Exploring the Multimodal Universe with Groovy™

Author:  Paul King
PMC Member

Published: 2026-07-01 11:00AM


A recent post on X by Georgia Channing (@cgeorgiaw) caught our eye:

Seems like no one’s noticed the 80TB of astrophysics data from 30+ sources that just dropped on @huggingface …​ and you only need ~4GB of RAM to load it. We’re talking over 80TB of galaxy imagery taken across the spectrum, spectra of galaxies and stars, time series of variable stars, and a whole zoo of assorted measurements and physical data. And all of it can now be wrangled on your laptop, thanks to Multimodal Universe’s just released cross-matching.

— Georgia Channing

The accompanying video is a lovely little terminal session: open a couple of enormous astronomical catalogs straight from Hugging Face, cross-match them, pull out one galaxy, and draw the galaxy and its spectrum right there in the terminal.
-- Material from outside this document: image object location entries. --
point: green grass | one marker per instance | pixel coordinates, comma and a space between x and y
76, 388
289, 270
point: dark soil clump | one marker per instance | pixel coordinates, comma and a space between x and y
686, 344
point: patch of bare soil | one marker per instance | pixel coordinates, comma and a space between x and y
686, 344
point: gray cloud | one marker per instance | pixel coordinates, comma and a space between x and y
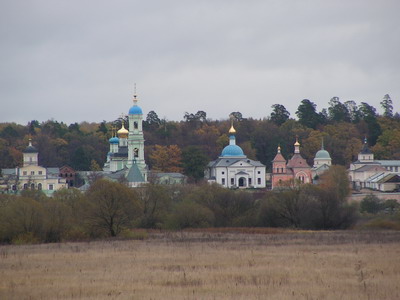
78, 60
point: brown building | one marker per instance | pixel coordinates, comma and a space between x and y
69, 174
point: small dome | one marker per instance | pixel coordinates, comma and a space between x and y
114, 140
322, 154
30, 148
135, 110
123, 133
232, 150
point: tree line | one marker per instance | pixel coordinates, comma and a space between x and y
190, 143
110, 209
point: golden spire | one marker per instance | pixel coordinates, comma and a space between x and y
232, 129
297, 141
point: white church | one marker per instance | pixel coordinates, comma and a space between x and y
232, 169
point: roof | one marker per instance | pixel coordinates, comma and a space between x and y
389, 163
30, 149
279, 157
370, 167
365, 149
232, 150
321, 167
8, 172
171, 174
228, 161
113, 140
122, 152
134, 174
322, 154
241, 173
297, 161
135, 110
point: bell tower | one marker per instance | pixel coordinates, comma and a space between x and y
136, 139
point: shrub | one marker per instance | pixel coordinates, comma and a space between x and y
371, 204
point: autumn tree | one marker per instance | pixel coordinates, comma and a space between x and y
155, 203
279, 114
387, 106
331, 202
369, 116
113, 207
166, 158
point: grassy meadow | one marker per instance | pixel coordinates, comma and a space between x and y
209, 264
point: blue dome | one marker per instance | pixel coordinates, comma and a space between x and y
135, 110
114, 140
232, 150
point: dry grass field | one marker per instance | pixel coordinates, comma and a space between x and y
212, 264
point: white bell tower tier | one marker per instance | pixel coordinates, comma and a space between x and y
136, 139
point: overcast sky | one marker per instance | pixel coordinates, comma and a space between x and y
78, 61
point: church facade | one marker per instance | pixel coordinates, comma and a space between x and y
232, 169
126, 155
31, 176
366, 172
286, 173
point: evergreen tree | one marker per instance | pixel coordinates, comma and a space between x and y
307, 114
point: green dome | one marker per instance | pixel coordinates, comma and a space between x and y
322, 154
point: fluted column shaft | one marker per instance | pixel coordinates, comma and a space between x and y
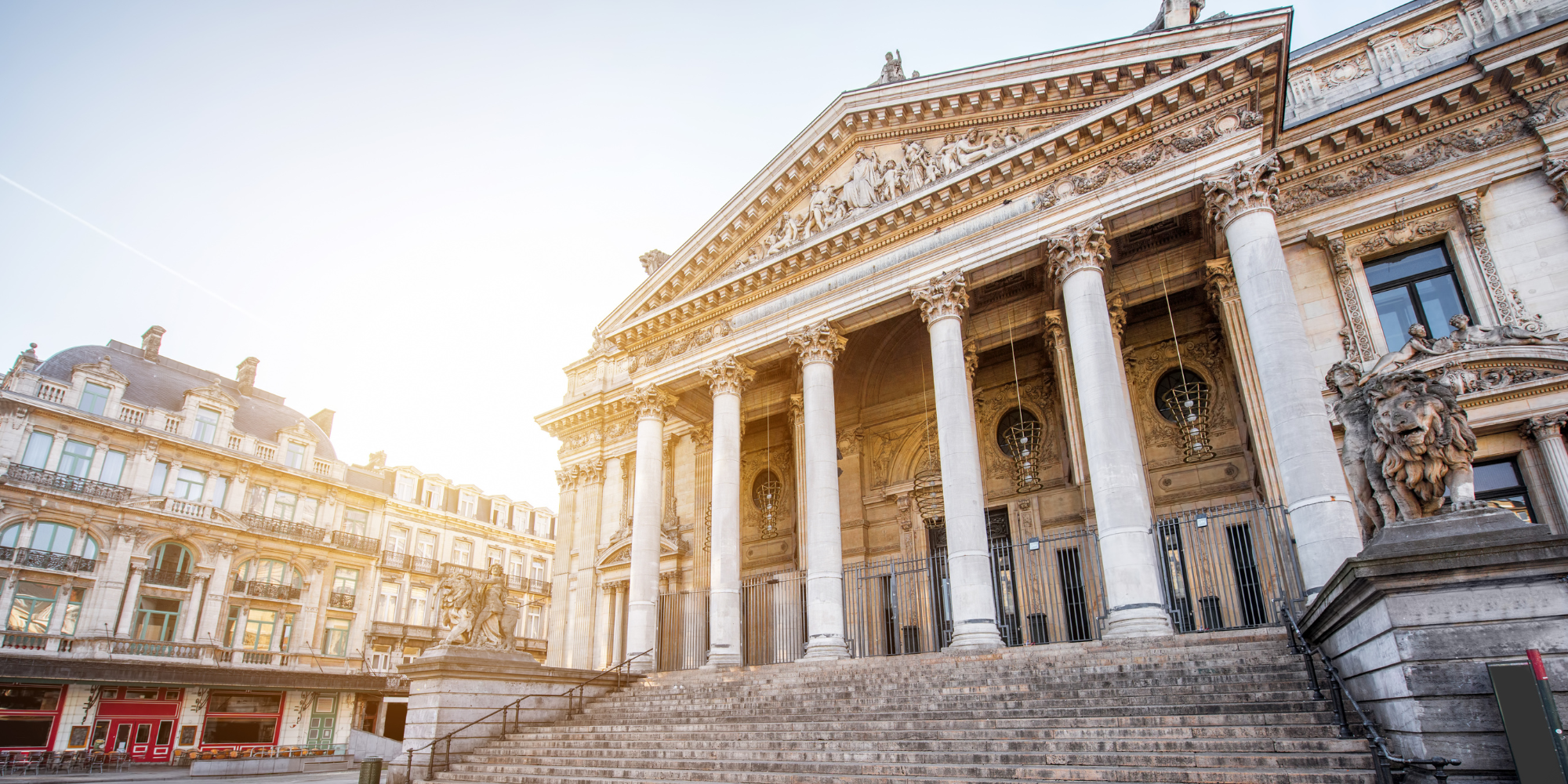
943, 303
819, 347
1323, 514
1136, 604
642, 606
727, 379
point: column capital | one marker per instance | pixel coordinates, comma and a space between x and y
943, 297
1544, 427
1219, 281
728, 376
650, 402
1247, 187
1083, 247
819, 343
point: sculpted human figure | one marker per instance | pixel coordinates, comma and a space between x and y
1415, 347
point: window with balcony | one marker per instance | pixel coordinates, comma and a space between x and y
189, 485
114, 468
419, 606
285, 506
1415, 288
388, 604
32, 606
158, 620
206, 429
95, 399
357, 521
76, 459
336, 642
38, 446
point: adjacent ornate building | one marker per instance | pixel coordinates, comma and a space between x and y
1037, 350
191, 565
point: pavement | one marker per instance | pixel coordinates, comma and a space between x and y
148, 774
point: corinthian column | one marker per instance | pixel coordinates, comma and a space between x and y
819, 347
648, 499
943, 303
1547, 430
1116, 462
1323, 515
725, 379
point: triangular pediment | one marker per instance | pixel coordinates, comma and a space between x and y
890, 156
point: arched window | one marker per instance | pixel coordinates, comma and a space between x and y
1012, 418
1174, 380
173, 557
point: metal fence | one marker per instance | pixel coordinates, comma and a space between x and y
683, 631
1224, 567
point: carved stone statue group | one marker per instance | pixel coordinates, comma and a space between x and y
874, 181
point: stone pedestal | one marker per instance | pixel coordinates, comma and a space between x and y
1414, 622
454, 686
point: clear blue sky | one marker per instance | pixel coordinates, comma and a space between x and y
416, 212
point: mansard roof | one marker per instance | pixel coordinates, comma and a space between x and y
164, 385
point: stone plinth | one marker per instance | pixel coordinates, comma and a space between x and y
1414, 622
452, 686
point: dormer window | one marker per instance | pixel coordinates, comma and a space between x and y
95, 399
206, 429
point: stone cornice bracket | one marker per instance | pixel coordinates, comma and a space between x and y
650, 402
821, 343
1083, 247
1544, 427
1247, 187
728, 376
945, 297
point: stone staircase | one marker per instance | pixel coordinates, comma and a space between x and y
1216, 708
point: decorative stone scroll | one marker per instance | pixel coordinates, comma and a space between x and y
1250, 186
650, 402
728, 376
946, 296
1080, 249
819, 343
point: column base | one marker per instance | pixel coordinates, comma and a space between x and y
1138, 622
826, 650
975, 639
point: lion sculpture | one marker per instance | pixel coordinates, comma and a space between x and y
1409, 445
476, 611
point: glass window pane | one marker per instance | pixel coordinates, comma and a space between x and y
38, 446
1497, 476
114, 468
1440, 300
1398, 313
1406, 266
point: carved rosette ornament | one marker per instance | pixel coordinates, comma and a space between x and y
819, 343
1083, 247
728, 376
945, 297
1247, 187
650, 402
1544, 427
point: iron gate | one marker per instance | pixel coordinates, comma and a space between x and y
1224, 567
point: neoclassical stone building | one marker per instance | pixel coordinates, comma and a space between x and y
1037, 350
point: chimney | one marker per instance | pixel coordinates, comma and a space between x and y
324, 419
247, 376
151, 341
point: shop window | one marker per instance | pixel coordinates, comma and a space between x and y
32, 608
1500, 485
1415, 288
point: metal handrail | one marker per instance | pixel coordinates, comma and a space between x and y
576, 697
1376, 741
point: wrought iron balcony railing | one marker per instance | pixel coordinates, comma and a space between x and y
65, 482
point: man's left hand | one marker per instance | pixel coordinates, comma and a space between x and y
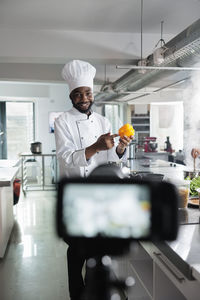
123, 143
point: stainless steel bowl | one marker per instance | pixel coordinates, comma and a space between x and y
191, 174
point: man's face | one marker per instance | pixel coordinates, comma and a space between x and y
82, 99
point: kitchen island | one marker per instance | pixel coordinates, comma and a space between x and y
166, 270
8, 171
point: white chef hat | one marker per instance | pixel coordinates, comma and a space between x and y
78, 73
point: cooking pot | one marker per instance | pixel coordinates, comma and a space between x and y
191, 174
36, 148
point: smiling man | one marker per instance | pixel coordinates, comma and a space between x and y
83, 137
83, 141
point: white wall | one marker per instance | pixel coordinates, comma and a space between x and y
166, 119
47, 98
58, 101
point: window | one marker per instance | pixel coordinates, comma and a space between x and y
20, 127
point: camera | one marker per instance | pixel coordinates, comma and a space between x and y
104, 214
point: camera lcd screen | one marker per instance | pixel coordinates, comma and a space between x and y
107, 210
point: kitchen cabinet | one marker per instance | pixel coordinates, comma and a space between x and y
156, 277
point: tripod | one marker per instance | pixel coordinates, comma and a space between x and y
100, 281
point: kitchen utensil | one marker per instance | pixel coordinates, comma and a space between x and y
191, 174
153, 146
36, 148
184, 191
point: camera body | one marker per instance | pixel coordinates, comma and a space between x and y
103, 215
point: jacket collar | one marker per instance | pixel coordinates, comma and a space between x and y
81, 116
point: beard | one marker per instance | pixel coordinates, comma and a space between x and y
81, 109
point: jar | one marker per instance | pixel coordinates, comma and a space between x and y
184, 191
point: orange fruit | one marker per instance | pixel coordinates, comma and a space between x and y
127, 130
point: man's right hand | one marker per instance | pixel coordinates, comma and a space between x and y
105, 141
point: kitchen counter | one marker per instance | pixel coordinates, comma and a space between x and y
168, 169
185, 251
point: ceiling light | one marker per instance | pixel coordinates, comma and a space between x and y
159, 68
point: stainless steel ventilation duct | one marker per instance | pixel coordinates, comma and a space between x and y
182, 51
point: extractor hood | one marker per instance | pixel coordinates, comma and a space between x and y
182, 51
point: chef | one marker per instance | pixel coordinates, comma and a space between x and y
83, 141
83, 137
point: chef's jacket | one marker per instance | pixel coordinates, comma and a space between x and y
75, 131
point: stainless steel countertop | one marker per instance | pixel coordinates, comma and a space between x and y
184, 253
169, 169
7, 175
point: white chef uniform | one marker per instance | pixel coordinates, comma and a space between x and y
75, 131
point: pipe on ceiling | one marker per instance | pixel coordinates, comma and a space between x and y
181, 51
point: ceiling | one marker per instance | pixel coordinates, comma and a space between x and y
38, 37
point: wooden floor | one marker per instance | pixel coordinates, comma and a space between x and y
35, 265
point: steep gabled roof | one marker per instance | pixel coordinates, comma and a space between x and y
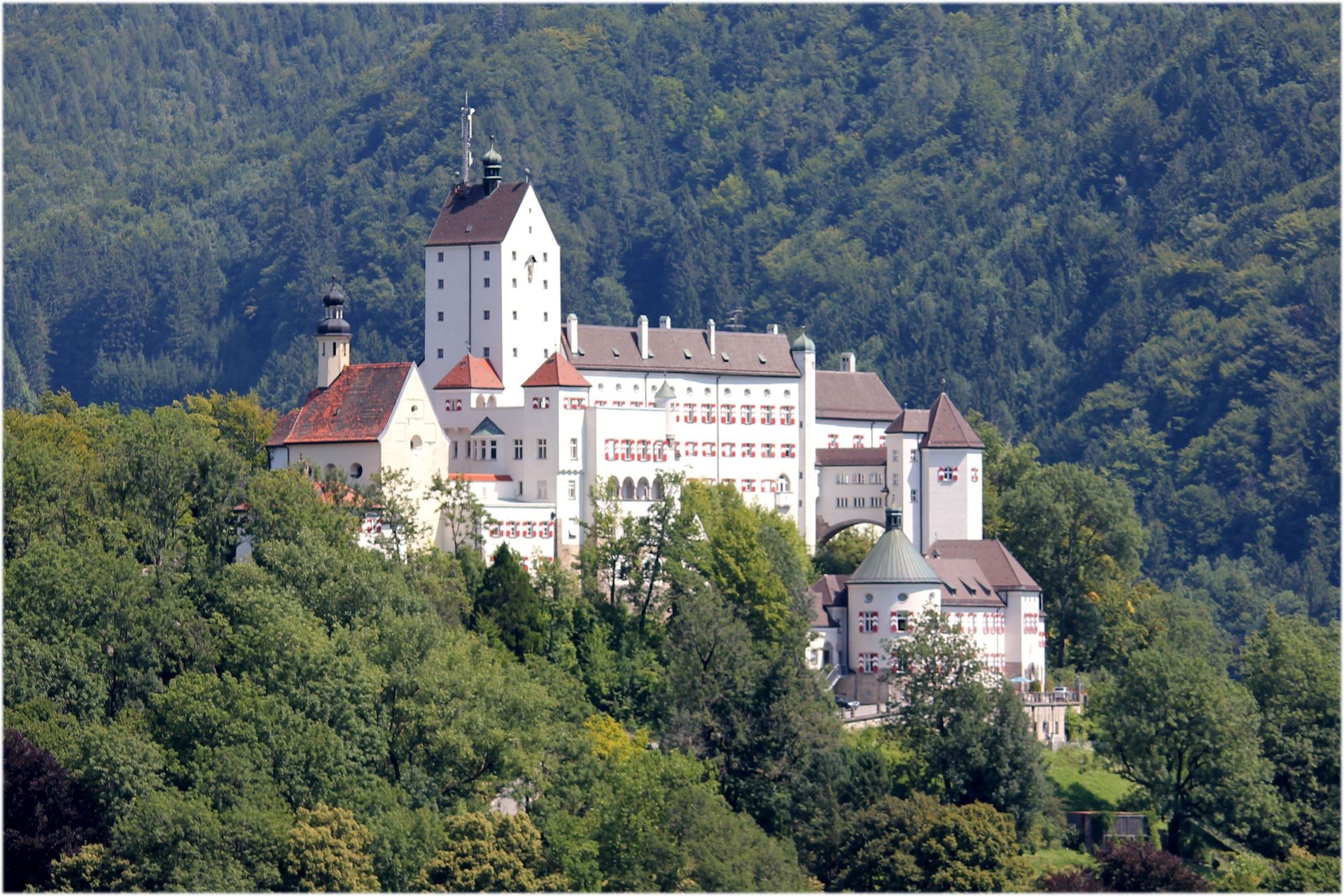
680, 351
964, 583
354, 409
555, 371
851, 457
999, 566
283, 428
854, 397
470, 216
472, 372
948, 428
487, 428
910, 421
892, 559
827, 592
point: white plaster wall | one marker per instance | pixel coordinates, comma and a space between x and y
869, 433
952, 510
454, 333
531, 309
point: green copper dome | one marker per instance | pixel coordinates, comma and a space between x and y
894, 561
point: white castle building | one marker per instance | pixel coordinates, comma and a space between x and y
534, 410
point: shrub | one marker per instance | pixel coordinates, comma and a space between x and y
1136, 867
1072, 880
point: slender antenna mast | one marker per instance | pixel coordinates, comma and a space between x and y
467, 140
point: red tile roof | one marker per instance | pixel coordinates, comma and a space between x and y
555, 371
910, 421
283, 428
827, 592
680, 351
948, 428
851, 457
1000, 567
472, 372
854, 397
470, 216
354, 409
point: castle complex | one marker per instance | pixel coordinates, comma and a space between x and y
533, 410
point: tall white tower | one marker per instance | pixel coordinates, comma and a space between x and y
332, 337
492, 279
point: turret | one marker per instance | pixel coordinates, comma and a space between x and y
492, 162
332, 336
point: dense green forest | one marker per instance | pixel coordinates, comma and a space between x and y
1113, 230
331, 718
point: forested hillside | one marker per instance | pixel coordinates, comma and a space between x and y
1113, 230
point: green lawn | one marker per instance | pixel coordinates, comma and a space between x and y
1058, 859
1082, 782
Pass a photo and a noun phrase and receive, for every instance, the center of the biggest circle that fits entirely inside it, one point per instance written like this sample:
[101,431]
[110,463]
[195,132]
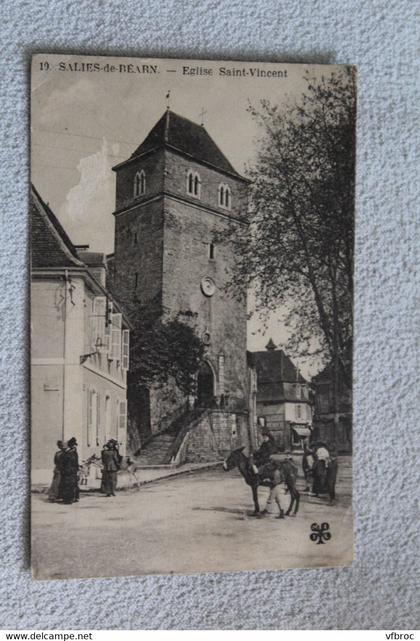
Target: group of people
[265,467]
[66,476]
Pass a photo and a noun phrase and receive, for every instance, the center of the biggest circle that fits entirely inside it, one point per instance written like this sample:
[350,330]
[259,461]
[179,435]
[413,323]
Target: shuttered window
[92,416]
[97,324]
[122,422]
[126,349]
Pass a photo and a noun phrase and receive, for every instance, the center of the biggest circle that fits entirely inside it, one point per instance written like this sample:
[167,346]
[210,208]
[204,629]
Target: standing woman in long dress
[68,465]
[54,491]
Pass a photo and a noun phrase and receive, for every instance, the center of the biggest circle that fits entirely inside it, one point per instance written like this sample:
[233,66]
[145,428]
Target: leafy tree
[163,348]
[298,252]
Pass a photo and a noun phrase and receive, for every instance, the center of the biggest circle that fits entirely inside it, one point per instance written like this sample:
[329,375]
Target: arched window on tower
[139,183]
[225,199]
[193,184]
[221,195]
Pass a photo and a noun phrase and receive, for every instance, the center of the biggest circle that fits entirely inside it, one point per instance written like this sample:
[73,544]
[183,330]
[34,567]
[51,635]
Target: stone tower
[173,195]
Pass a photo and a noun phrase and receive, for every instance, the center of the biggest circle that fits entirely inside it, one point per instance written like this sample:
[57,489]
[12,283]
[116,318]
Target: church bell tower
[174,196]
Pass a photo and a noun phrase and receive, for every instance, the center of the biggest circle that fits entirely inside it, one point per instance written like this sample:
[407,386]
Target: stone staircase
[155,450]
[161,448]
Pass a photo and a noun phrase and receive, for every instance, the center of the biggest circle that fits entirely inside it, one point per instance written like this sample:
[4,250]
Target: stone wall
[215,435]
[176,177]
[139,254]
[188,232]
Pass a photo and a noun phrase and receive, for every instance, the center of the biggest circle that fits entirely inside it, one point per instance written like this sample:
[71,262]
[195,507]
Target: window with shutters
[122,419]
[98,419]
[194,184]
[139,183]
[116,325]
[224,196]
[92,416]
[98,331]
[125,349]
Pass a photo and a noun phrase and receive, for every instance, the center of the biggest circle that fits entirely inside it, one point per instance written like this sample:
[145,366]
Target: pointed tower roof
[271,345]
[187,137]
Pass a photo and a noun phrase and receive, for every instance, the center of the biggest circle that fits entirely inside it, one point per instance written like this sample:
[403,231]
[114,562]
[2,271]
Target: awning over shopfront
[302,431]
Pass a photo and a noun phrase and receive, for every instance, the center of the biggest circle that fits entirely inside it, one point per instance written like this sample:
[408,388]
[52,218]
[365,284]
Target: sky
[84,122]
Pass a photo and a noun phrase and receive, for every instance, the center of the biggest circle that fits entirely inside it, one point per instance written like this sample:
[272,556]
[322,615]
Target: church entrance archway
[205,385]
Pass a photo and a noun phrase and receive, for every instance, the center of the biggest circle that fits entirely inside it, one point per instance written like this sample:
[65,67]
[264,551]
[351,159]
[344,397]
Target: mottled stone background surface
[380,590]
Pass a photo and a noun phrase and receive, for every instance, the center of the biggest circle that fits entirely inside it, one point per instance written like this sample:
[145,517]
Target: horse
[238,459]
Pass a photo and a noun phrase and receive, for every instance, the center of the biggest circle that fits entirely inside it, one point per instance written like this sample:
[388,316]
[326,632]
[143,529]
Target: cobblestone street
[201,521]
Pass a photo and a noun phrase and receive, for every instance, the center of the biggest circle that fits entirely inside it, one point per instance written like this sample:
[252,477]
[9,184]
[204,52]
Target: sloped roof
[50,245]
[93,259]
[188,137]
[273,366]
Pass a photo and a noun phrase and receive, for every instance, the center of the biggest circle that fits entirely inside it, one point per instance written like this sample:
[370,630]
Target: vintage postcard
[192,229]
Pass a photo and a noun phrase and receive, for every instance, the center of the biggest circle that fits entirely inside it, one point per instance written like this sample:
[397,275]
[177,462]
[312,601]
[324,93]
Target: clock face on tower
[208,286]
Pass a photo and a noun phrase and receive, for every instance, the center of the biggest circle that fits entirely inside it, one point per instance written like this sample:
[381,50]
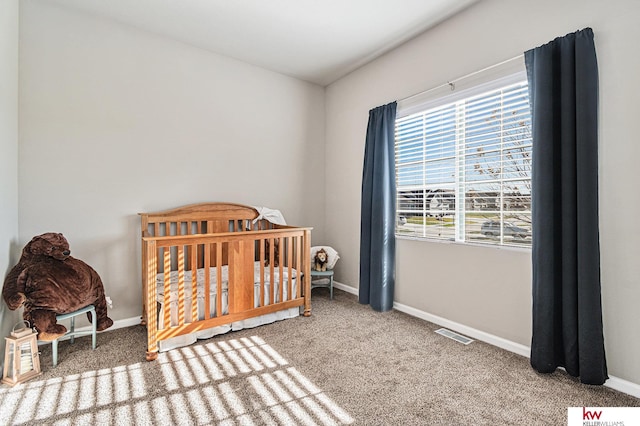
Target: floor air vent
[453,335]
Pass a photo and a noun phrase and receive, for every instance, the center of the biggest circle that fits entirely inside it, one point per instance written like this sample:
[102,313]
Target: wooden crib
[255,268]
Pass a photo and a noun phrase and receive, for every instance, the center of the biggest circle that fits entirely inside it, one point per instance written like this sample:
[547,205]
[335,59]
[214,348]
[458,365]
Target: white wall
[485,288]
[9,155]
[116,121]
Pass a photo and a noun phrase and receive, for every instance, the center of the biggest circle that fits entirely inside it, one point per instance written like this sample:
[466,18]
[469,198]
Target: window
[463,167]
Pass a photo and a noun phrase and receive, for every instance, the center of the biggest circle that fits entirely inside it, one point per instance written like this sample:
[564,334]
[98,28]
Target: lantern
[21,359]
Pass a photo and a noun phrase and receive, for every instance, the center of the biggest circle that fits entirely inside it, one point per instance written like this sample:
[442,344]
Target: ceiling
[314,40]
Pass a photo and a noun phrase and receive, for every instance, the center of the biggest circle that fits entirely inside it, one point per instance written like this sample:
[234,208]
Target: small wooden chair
[71,334]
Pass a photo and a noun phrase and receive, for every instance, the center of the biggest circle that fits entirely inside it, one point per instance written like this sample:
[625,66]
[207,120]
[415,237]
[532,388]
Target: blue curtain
[378,212]
[567,311]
That last part — rendering scientific images inline in a REPL — is something Groovy 6 groovysh can do too, via its /img command, so let’s reproduce the demo.

Full credit to Georgia Channing for the original post, and to Mike Smith (@smith42mike) who led the cross-matching work that makes the Multimodal Universe accessible on a laptop.

What is the Multimodal Universe?

The Multimodal Universe is a large, community effort (presented at NeurIPS 2024) that gathers around 100TB of astronomical data from more than 30 surveys into a single, machine-learning-friendly collection: galaxy images across multiple wavelength bands, optical spectra of galaxies and stars, time series of variable stars, and assorted catalog measurements. It is published as a family of datasets on the Hugging Face Hub.

The magic trick behind "wrangle 80TB on a 4GB laptop" is cross-matching with LSDB on top of the HATS format: the catalogs are spatially partitioned (by position on the sky using HEALPix), so joining 800k objects from SDSS against 122M objects from Gaia only ever needs to hold a few partitions in memory at a time. You never download the whole thing.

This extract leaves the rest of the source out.